Ne uscimmo quando ormai gli addetti avevano liberato una corsia della autostrada, eravamo un mucchio di moto e di macchine ammassate in poche decine di metri quando la Polizia ci segnalo che potevamo passare facendo cenni di andare piano con le palette con scritto "Stop" da un lato e "Avanti" dall'altro. Se gli davi un cestello potevi mandarli al mare a fare i castelli di sabbia. Ma la Polizia la rispettavo, erano più preparati e più comprensivi dei Carabinieri, che facevano parte dell'Esercito e avevano la testa come tutti i militari. Ripartimmo e ci rendemmo conto di aver perso un'ora buona. Feci cenno a Paolo di seguirmi, passammo davanti alla polizia lentamente e appena passati cominciammo i sorpassi. Mi resi conto che Paolo si stava abituando e guidava bene, tranquillo e non si lamentava più dei limiti di velocità superati.
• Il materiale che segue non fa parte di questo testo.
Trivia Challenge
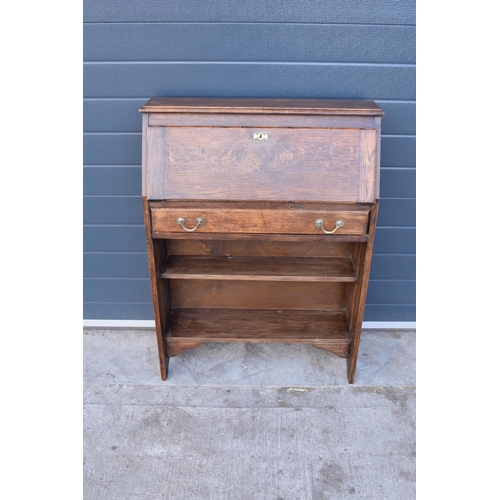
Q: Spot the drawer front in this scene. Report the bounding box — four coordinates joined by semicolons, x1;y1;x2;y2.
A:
151;208;369;235
146;127;378;203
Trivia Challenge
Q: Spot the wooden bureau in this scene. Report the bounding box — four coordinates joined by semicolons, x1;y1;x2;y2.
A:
140;98;384;383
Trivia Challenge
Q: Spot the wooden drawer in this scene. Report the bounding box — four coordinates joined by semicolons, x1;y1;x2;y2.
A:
145;126;378;203
151;207;370;235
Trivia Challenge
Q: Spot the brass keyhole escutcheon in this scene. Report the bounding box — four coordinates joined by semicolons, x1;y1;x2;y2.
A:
253;132;269;141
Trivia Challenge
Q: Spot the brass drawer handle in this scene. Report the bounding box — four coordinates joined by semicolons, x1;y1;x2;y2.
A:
314;219;344;234
177;217;205;233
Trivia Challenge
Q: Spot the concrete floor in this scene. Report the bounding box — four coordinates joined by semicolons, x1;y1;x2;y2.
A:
84;328;415;500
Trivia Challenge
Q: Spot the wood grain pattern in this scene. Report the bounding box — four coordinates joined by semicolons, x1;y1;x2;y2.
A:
161;255;357;282
168;238;353;258
142;197;170;380
146;127;166;199
142;99;382;383
151;209;369;236
148;127;375;202
358;129;379;203
347;202;379;384
147;113;377;129
139;97;384;116
169;280;346;311
167;309;351;357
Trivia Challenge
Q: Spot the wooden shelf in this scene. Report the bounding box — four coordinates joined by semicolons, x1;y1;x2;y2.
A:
166;309;352;357
161;255;357;282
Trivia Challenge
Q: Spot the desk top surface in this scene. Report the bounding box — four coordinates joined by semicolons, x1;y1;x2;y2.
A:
139;97;384;116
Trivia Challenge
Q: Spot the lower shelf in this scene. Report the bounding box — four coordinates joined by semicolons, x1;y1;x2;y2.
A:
166;309;352;358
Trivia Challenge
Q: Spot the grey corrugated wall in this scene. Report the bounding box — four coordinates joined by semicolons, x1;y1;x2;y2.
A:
83;0;416;321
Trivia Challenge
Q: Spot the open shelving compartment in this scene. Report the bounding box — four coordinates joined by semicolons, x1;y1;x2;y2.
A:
146;222;376;378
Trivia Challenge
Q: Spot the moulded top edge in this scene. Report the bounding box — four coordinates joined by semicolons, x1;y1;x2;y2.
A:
139;97;384;116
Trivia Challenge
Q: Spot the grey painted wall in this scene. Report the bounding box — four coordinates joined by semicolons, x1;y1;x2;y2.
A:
83;0;416;321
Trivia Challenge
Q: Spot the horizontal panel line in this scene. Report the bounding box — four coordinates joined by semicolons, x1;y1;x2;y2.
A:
370;278;417;283
380;166;417;170
83;224;144;227
83;252;416;258
366;303;415;307
373;252;417;257
83;21;416;28
83;132;416;138
83;61;416;68
83;300;151;304
83;95;416;104
83;97;417;104
83;194;416;203
83;164;142;168
83;250;148;255
83;276;149;281
83;163;417;170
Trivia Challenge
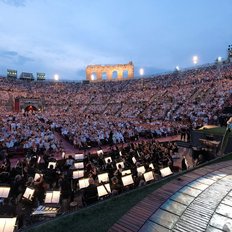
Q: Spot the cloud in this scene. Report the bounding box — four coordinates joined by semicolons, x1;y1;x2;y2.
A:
0;0;26;7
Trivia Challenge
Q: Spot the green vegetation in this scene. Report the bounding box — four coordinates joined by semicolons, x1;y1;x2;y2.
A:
198;127;229;136
26;153;232;232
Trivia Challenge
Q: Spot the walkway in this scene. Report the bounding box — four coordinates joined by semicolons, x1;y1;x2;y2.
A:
109;161;232;232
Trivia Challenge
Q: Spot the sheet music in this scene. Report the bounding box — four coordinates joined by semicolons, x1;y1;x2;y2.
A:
105;156;112;163
97;150;103;155
75;154;84;160
0;187;10;198
79;178;89;189
132;157;136;164
160;167;172;177
137;166;146;174
122;169;131;176
44;192;52;203
122;175;134;186
73;170;84;179
51;191;60;204
97;184;111;197
23;187;35;201
143;171;154;182
116;162;124;169
34;173;43;181
0;217;16;232
97;173;109;183
44;191;60;204
48;162;56;169
74;162;84;169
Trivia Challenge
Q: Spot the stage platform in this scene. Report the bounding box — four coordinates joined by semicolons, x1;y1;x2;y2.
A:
109;161;232;232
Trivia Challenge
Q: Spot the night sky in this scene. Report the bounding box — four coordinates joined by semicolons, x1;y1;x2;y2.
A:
0;0;232;80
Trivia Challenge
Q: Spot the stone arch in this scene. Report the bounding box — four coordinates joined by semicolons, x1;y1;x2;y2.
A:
24;105;38;112
86;62;134;82
102;72;107;80
112;70;118;80
91;72;97;81
122;70;128;79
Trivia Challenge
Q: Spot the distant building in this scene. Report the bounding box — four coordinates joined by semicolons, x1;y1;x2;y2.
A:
37;73;46;81
86;62;134;82
7;69;17;79
19;72;35;81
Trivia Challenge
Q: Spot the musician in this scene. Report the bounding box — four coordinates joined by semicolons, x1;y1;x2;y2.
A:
82;177;98;205
226;117;232;132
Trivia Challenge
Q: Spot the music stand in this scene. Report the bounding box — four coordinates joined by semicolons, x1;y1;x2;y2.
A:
44;191;60;204
97;172;109;183
23;187;35;201
37;156;41;164
122;169;131;176
0;186;10;198
61;151;65;159
48;162;56;169
73;170;84;179
132;157;137;164
160;167;172;177
122;174;134;187
78;178;89;189
116;162;124;169
34;173;43;181
74;162;84;169
0;217;17;232
143;171;154;182
105;156;112;164
137;166;146;174
97;150;103;156
97;184;111;197
75;154;84;161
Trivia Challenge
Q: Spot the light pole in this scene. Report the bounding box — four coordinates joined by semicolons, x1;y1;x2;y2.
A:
54;74;60;81
192;55;199;65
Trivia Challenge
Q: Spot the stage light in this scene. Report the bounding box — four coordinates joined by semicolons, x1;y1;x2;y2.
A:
54;74;60;81
91;74;95;81
193;56;199;64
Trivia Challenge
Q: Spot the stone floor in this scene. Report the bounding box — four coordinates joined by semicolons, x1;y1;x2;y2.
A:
110;161;232;232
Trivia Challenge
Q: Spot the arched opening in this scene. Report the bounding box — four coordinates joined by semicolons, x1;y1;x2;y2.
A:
102;72;107;80
122;70;128;78
25;105;38;112
90;72;97;81
112;71;118;79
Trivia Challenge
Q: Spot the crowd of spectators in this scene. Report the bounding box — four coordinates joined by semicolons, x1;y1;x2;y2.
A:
0;61;232;228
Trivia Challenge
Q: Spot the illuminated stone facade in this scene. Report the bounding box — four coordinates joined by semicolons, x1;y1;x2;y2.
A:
86;62;134;82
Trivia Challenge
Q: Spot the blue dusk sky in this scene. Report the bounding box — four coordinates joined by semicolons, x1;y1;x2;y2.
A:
0;0;232;80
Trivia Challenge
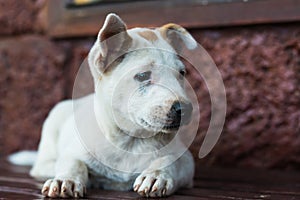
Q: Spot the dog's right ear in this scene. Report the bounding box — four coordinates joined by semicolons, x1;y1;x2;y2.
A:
95;13;131;73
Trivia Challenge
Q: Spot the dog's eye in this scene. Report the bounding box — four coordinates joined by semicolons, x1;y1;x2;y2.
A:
179;69;186;78
134;71;151;82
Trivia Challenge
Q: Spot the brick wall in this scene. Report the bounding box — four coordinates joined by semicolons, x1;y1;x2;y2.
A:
0;0;300;169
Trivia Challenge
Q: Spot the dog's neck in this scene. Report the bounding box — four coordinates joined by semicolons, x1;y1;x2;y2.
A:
94;94;174;149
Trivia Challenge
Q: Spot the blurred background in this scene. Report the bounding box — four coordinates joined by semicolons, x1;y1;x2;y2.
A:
0;0;300;170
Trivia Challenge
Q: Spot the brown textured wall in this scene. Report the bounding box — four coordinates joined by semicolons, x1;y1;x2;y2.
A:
192;24;300;169
0;0;300;169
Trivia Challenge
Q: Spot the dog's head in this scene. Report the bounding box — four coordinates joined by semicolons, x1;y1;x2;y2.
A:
88;14;197;136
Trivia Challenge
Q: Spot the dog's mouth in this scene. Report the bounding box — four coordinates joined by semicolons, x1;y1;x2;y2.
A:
140;119;181;132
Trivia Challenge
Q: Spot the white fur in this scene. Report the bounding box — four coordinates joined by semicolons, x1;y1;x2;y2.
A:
8;151;37;166
25;14;194;197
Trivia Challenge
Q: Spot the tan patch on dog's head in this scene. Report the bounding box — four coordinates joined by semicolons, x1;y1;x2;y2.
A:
159;23;188;39
138;30;158;42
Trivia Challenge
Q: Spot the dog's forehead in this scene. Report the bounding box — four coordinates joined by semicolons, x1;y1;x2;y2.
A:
128;28;174;52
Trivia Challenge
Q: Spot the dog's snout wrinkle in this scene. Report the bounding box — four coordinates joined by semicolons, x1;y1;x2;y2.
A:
167;101;193;126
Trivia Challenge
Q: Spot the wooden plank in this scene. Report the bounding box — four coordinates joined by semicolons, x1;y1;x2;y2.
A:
47;0;300;37
0;159;300;200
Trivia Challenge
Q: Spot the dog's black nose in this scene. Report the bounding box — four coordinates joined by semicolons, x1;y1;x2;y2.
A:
168;101;193;125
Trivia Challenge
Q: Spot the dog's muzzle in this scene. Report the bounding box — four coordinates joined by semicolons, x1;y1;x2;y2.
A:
164;101;193;129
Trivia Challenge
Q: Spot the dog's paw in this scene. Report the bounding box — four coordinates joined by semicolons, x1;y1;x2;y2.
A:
42;179;86;198
133;171;175;197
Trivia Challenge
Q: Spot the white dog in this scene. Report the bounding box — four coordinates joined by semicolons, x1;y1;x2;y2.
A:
13;14;197;198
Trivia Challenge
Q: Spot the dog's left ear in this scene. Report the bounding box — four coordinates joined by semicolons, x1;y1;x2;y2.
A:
159;23;197;53
97;13;131;72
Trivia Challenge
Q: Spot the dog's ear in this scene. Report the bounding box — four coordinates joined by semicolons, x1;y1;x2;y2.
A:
159;23;197;53
97;13;131;72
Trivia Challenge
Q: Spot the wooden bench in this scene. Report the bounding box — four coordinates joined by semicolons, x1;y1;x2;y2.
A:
0;159;300;200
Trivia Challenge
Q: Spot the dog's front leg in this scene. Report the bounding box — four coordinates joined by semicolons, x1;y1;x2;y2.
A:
42;157;88;198
133;151;194;197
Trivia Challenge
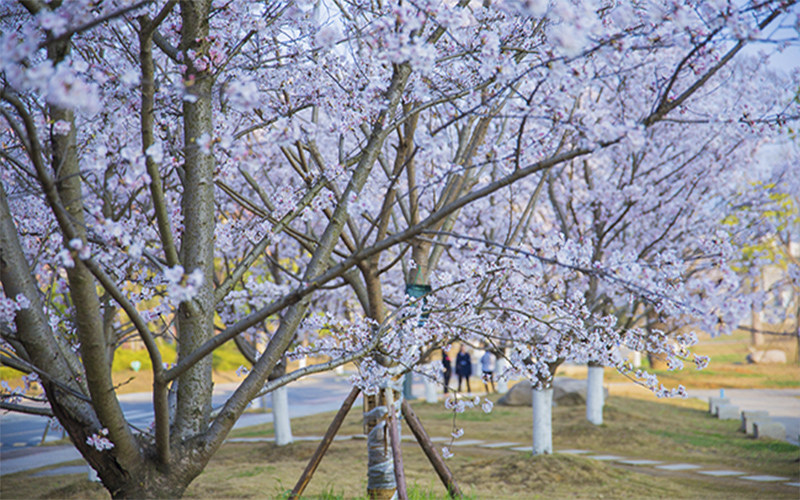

Stava diventando un vero Centauro.
Ci fermammo a Susa per fare il pieno e per mangiare qualcosa nella bella cittadina ai piedi delle Alpi. Avevamo percorso circa 530 chilometri. Adesso ci aspettavano i valichi, il Col de l'Iseran era a circa 70 chilometri, niente più autostrada, solo curve e salite. Poi la strada verso sud per arrivare al Verdon. Nonostante il tempo perso a causa dell'intoppo autostradale erano le 11:30.
Col de l'Iseran 1994 - E' un fotomontaggio.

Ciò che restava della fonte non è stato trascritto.